Phyllis Waltz, RMR, CRR, CRC, a freelance reporter in Pearland, Texas, has studied German and Spanish. She said she doesn’t feel that speaking another language helped her learn steno. 

“Speaking is different than immediately translating to a different ‘written’ language,” Waltz said. “I understand enough Spanish to know when the interpreter is not translating everything accurately and fully. Lawyers will brag about using a court reporter who also speaks Spanish because it saves them money. Of course, none of the court reporters who do that are RPR certified. I inform the lawyer that is illegal, as they are not certified interpreters and the lawyer is risking their record. I have begun asking interpreters for their certification number before the deposition and note it on the appearance page. It is very obvious when the interpreter is not certified.”

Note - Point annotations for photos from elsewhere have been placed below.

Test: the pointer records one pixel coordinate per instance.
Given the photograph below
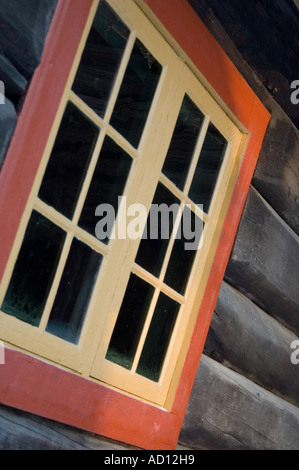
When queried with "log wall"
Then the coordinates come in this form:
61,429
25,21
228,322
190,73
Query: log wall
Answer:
246,393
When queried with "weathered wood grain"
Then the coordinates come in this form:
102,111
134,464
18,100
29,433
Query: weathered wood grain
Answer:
229,412
8,121
248,340
23,29
264,263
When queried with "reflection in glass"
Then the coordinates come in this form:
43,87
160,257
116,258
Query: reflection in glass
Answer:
130,322
158,231
34,270
69,161
108,183
208,168
74,292
158,337
136,94
183,143
182,257
101,59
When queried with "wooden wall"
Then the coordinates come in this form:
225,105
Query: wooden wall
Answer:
246,393
23,30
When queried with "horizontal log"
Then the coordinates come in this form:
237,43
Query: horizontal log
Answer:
8,121
264,263
277,172
248,340
23,431
229,412
276,175
23,29
15,83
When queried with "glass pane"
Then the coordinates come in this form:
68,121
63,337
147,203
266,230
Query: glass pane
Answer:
130,322
136,94
101,59
183,143
184,251
158,337
74,292
208,167
34,270
69,161
108,183
158,231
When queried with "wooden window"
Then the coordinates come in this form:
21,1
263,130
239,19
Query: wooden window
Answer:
135,123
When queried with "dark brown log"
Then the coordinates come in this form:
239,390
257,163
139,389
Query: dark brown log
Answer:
246,339
229,412
264,264
8,120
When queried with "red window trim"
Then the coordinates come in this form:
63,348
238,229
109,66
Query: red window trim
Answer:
40,388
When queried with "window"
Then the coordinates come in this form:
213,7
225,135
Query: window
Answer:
124,303
115,299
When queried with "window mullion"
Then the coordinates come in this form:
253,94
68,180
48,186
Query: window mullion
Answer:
56,281
196,154
145,330
120,76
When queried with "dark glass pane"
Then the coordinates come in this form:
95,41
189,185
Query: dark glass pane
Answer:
69,161
183,143
184,251
158,337
158,231
208,167
130,322
108,183
74,292
34,270
136,94
100,59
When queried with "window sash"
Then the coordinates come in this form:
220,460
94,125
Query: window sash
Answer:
159,130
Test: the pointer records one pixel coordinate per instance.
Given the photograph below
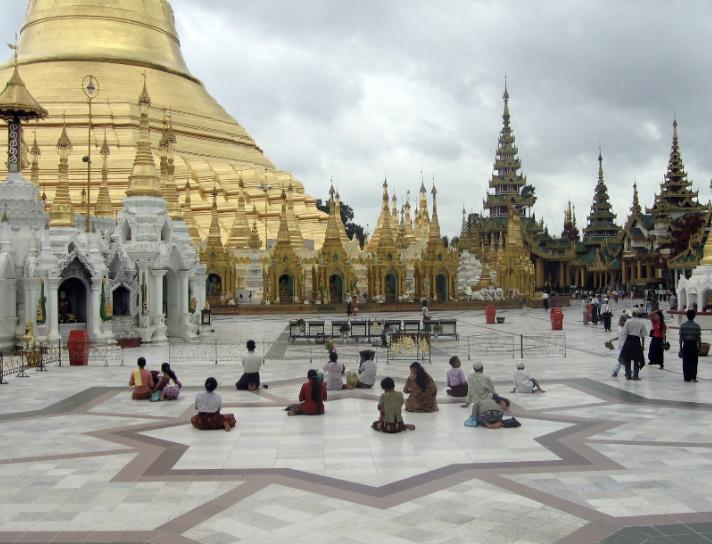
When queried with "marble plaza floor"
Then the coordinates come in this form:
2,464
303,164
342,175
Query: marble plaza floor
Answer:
597,458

Lisa Selby-Brood, RMR, a freelance reporter in Clearwater, Fla., also knows Spanish and said that it has proven invaluable living in Florida.

“It didn’t necessarily affect how I learned steno, but it has certainly come in handy recently in my job with steno,” Selby-Brood said. “I can pretty much follow the gist of the conversation when I have a Spanish interpreter. Sometimes I’ve known what the person said in Spanish, and it was not translated properly, to me, but then that’s not my job to say anything. However, I remember one specific job where the interpreter was so bad I remember thinking to myself, man, I think I could do a better job than she’s doing. Sure enough, at the end of the deposition — I’m not sure why he waited — but one of the attorneys put on the record that he did speak Spanish, he was not satisfied with the interpreter’s abilities. In fact, he stopped and corrected her translations several times in the deposition and that he just wanted to state that on the record.

Selby-Brood pointed out another benefit to knowing other languages.

“I just think it helps if you know some language, especially one that’s spoken in the area where you live,” she said. “It’s also kind of fun to have everyday words from that language in your dictionary, in case the attorney throws in a few words there, like no mas, no bueno, and, hey, if that’s what he says on the record, it has to go in the transcript like that!”

Devora Hackner is a freelance reporter and CART captioner in Brooklyn, N.Y., who also knows Yiddish and Hebrew.

She said knowing those languages affected how she learned steno.

“Hebrew is a phonetic language. The vowels in Hebrew always make the same sound regardless of what letter/vowel comes before and after,” Hackner said. “It’s very unlike the English language but very similar to the phonetics of stenography/shorthand. I also believe that knowing another language gives one confidence that it’s possible to add yet another language.”

Hackner also said that knowing other languages helps her connect with people from different backgrounds or cultures.

“Being able to communicate with them in their language of choice sets the stage for a great working environment!” Hackner said. “Even if you know just a few Russian words, for example, it makes the other party feel engaged.”

Sue Garcia, RPR, is a freelance reporter and CART Captioner in Tacoma, Wash. She knows Spanish, French, Mandarin Chinese, some Italian, modern Greek, and some American Sign Language (ASL). She said knowing other languages absolutely affects how she learned steno, and she has always felt it is an underappreciated link to learning steno.

“From rote memorization of steno words to root words, prefixes, and suffixes, phonetic parsing of words, I feel all of that made learning steno, and continuing to evolve my writing, a very smooth process,” Garcia said.

She also thinks it affects how she does her job.

“English is, in my opinion, a mutt language that has enveloped so much vocabulary from other languages,” Garcia said. “Due to my wide and varying knowledge of foreign words and pronunciations, I have a solid foundation in finding spellings and cultural references that come up so often. The ASL is useful in communicating with my CART clients who use it, but I really need much more.”